Today’s European Central Bank’s meeting is expected to be imperative for the eurozone’s monetary policy. Markets are predicting that the central bank will give clarity on the steps it will take to unwind its easy money scheme.
The ECB are currently purchasing bonds worth €60 billion per month and are expected to cut this by €30 billion with the promise to continue to buy bonds for the next nine months.
Draghi is aiming to reduce stimulus while creating as little noise as possible in markets. To help aid this transition, the central bank will embody a slower exit strategy than previously thought, while extending the scope of its quantitative easing programme.
Although, the record low volatility levels will come to a close as the ECB withdraws from markets.

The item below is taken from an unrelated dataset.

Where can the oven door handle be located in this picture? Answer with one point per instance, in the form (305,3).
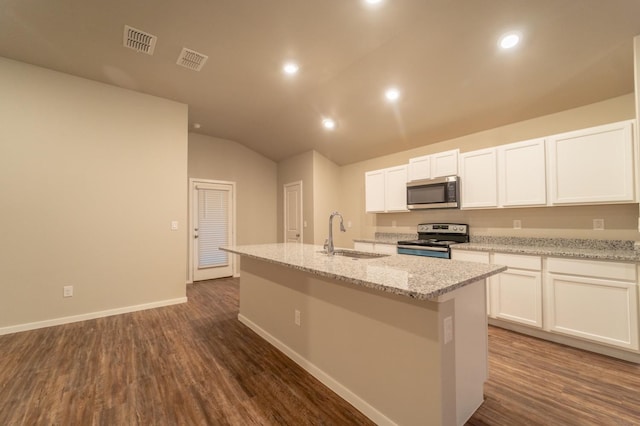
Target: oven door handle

The central bank is mulling over the reinvestment of the proceeds from bond holdings as they come to maturity. This additional stimulus would provide an extra buffer amid concerns surrounding the end of quantitative easing.
The ECB is running low on bonds to buy, constrained by its own limitations.
Central banks in the eurozone’s smaller nations are already running short, with Germany being at the forefront of concerns. Most of the bonds come from Germany, but with its government’s budget surplus the countries debt pool is dwindling.
Policymakers are anxious about the euro’s rally this year – up 12% against the dollar – if the purchasing of bonds decelerates too quickly, the euro and German bonds could surge, hurting inflation and exports.
As for interest rate hikes, there could be delay as policymakers reduce asset purchases as a kind of substitute for raising the cost of borrowing. A rate increase will be more likely as we veer into the first half of 2019.
The eurozone is headed for its fastest expansion in a decade, making it more able to withstand less stimulus from the central bank.
Still, inflation is late to the party, at just 1.5% in September, below the ECB’s target of just under 2%. If the euro continues to edge upwards, inflation will struggle to reach the central bank’s objective of just under 2% by late 2019.
Wage stimulation seems to be the missing ingredient for inflation, which is not exclusively a eurozone problem, we can look just across the Atlantic, in the US, to find a similar narrative.
The participation rate could be the answer to this conundrum. In that, those in part-time employment, who want to work full time, or those who have been pushed out of the labour market and want to return are being excluded.